Wednesday 29 February 2012

Tax Free Savings Accounts: How It Works

By Mira Roberts


The introduction of a new form of registered savings account has made many Canadian citizens happy. This type of account for savings is known as the Tax Free Savings Accounts or TFSA. This account for savings and investment allows Canadian citizens to save money for their retirement w/o paying additional taxes. Taxes imposed on the interests gained on an investment have burdened investors. TFSA have lessened the burdened of investors because of the no-tax policy on the account.

The good thing with TFS accounts is that account holders or investors can withdraw their savings anytime without paying any tax. Many Canadians appreciated the introduction of TFSA and they received the good news well. It was Jim Flaherty, the Canadian Finance Minister who introduced the savings policy in 2008. In January 2009, the form of registered savings account was effectively put into use.

There were many government agencies that praised the introduction of TFSA. The following agencies are: The Canadian Bankers Association, Canadian Chamber of Commerce, Canadian Taxpayers federation, etc. The new type of investment is an advantage for Canadian Citizens who want to keep their money by investing for their future use.

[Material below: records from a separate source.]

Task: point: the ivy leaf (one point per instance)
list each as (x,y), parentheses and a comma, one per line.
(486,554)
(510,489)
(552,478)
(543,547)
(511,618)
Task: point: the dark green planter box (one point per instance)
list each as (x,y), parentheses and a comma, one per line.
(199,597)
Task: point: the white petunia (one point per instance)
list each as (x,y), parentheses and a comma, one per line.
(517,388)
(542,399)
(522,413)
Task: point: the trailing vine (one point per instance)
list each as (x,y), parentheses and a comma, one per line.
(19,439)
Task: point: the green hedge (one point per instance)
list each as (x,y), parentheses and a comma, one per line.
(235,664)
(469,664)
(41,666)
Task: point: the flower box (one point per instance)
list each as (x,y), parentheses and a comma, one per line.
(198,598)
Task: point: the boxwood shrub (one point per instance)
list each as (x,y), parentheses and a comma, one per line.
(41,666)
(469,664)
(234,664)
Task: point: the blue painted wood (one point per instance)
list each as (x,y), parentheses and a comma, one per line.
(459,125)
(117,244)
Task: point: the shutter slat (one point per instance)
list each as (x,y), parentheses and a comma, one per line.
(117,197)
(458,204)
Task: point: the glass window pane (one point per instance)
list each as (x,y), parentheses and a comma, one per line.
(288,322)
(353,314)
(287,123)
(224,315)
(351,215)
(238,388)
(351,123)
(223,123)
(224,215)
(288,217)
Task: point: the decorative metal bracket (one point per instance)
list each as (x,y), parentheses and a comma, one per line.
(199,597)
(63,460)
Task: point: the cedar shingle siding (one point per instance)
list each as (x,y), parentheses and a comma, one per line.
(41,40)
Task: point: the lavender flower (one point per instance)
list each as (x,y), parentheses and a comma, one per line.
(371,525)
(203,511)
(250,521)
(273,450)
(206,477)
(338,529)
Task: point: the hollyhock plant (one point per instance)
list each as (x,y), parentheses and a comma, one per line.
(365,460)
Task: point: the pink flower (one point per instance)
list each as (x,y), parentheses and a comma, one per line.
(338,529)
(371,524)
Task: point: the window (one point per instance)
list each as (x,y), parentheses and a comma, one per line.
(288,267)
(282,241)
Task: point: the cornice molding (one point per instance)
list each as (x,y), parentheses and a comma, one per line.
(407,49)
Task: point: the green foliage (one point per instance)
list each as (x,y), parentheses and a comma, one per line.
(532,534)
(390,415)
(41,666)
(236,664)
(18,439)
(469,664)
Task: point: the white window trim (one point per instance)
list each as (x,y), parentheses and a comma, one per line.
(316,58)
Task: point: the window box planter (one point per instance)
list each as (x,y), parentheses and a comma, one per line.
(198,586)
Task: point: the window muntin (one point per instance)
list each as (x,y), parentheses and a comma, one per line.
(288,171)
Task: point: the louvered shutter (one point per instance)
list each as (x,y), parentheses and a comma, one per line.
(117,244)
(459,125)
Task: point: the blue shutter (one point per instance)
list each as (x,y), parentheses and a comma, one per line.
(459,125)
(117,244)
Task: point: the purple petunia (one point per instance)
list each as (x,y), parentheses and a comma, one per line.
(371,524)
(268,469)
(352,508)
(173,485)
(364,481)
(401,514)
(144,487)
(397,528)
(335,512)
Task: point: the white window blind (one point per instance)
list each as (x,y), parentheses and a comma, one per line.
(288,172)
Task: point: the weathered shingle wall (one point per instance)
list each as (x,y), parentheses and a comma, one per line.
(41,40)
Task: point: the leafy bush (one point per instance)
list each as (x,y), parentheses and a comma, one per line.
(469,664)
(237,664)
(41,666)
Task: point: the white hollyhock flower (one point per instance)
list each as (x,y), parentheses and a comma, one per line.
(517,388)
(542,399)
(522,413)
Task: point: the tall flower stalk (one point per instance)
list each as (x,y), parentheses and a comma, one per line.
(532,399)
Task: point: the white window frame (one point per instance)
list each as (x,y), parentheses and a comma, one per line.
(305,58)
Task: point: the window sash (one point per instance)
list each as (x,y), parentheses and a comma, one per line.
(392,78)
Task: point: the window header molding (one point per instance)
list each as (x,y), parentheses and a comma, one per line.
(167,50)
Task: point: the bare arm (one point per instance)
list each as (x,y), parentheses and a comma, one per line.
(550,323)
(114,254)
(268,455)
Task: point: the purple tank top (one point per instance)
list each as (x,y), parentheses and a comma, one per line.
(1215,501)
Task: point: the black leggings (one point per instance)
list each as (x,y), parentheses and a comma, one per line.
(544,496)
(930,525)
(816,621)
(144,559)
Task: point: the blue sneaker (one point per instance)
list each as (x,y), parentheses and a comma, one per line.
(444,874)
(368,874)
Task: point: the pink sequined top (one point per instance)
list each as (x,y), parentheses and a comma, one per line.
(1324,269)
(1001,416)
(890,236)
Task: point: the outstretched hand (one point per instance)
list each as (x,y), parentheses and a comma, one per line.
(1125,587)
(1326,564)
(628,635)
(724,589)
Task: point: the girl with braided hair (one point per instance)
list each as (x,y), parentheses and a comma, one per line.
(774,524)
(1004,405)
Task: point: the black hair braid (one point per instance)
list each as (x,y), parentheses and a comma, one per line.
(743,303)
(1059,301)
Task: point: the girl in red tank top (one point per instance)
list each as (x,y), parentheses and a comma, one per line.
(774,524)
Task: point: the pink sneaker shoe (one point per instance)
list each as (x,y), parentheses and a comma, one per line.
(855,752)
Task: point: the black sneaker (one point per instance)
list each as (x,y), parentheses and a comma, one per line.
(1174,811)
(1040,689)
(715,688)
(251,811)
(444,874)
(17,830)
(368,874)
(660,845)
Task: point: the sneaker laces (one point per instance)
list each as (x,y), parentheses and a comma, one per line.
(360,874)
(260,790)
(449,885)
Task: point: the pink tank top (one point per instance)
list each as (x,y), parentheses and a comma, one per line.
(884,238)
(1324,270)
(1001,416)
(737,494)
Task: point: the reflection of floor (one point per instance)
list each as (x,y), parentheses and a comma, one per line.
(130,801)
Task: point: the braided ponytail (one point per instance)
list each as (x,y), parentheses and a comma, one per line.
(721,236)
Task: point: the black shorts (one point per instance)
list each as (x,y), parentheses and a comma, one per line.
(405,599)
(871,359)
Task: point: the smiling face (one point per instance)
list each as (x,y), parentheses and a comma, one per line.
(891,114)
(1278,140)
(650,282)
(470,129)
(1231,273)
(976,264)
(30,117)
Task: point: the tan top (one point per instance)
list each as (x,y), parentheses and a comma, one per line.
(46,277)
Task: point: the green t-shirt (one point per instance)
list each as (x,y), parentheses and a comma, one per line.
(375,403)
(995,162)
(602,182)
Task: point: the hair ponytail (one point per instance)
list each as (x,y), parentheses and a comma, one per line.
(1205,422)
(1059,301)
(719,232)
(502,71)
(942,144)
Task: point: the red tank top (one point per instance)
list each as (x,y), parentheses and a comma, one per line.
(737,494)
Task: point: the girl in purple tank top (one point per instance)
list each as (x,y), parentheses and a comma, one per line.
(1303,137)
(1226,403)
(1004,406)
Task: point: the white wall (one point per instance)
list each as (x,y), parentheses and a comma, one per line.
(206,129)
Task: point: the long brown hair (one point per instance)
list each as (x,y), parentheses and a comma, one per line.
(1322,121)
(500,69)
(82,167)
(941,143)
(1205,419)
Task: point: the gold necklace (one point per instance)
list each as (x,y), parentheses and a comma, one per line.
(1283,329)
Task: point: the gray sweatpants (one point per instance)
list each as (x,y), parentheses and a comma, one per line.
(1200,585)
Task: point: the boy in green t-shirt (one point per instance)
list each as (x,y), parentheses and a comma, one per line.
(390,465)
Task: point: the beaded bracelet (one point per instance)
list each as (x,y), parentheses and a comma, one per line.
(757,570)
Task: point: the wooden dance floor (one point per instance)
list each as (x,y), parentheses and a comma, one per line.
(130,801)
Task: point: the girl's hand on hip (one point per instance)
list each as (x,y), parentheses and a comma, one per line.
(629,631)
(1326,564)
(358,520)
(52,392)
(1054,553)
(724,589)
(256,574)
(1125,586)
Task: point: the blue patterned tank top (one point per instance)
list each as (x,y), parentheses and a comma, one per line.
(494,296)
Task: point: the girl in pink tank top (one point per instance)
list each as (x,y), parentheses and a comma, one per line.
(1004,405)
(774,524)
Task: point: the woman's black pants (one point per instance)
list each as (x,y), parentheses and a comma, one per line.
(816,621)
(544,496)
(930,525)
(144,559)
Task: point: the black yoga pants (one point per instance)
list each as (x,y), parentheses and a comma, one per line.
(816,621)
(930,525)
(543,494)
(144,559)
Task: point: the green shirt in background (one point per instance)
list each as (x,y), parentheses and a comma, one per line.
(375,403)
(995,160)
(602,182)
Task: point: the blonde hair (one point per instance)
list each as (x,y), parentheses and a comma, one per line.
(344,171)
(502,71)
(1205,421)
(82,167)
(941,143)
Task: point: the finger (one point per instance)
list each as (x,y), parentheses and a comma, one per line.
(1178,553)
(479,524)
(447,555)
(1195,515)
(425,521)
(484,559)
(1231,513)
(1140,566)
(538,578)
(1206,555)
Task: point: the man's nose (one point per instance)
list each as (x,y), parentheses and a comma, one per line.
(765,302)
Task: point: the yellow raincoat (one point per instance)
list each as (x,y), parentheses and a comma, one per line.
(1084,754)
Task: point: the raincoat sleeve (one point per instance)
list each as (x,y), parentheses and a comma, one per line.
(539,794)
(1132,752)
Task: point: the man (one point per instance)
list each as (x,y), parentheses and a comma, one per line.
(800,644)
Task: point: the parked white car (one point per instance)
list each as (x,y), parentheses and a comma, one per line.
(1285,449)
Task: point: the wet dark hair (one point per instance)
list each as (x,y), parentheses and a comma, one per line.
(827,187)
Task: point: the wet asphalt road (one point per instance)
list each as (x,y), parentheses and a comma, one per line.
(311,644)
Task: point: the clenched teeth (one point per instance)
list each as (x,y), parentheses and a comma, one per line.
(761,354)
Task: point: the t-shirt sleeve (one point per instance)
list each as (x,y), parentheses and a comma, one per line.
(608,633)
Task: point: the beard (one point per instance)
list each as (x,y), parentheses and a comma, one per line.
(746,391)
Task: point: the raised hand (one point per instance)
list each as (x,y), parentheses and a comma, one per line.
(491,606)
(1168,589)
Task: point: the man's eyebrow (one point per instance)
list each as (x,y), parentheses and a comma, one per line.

18 years old and above citizens are allowed to invest in TFSA. They need a valid Social Insurance Number upon opening a TFSA. There is a limit on an individual's contribution to TSFA. Account holders may only deposit up to $5000 per annum on their TFSA.

A Canadian citizen can own multiple TFSAs but their contribution annually is still limited to $5000. If he chooses to open two accounts for two different types of investments, the $5000 will divided. The account owner can choose to deposit $2500 on each account making it $5000 annually or he can split the $5000 limit of contribution in whatever amount for the two accounts.

If you will ask, "What more can I invest in a TFSA If I don't have cash?" One can invest shares of stocks, bonds, registered units, royal units, real estate investment trusts, mutual funds, etc. There is no need to worry when one runs out of cash to contribute to their TFSA because other investment types can be transferred to it. These investments can earn interests and can be withdrawn anytime free from any tax consequences.

Tax Free Savings Accounts will remain open even if the account holder left the country. It is still active even if no contributions were deposited by the account owner. If the owner of the account dies, the funds will be transferred immediately to beneficiaries. The spouse can also choose to have the contributions added to their own TFSA. All the transactions in transferring funds are free from tax deductions.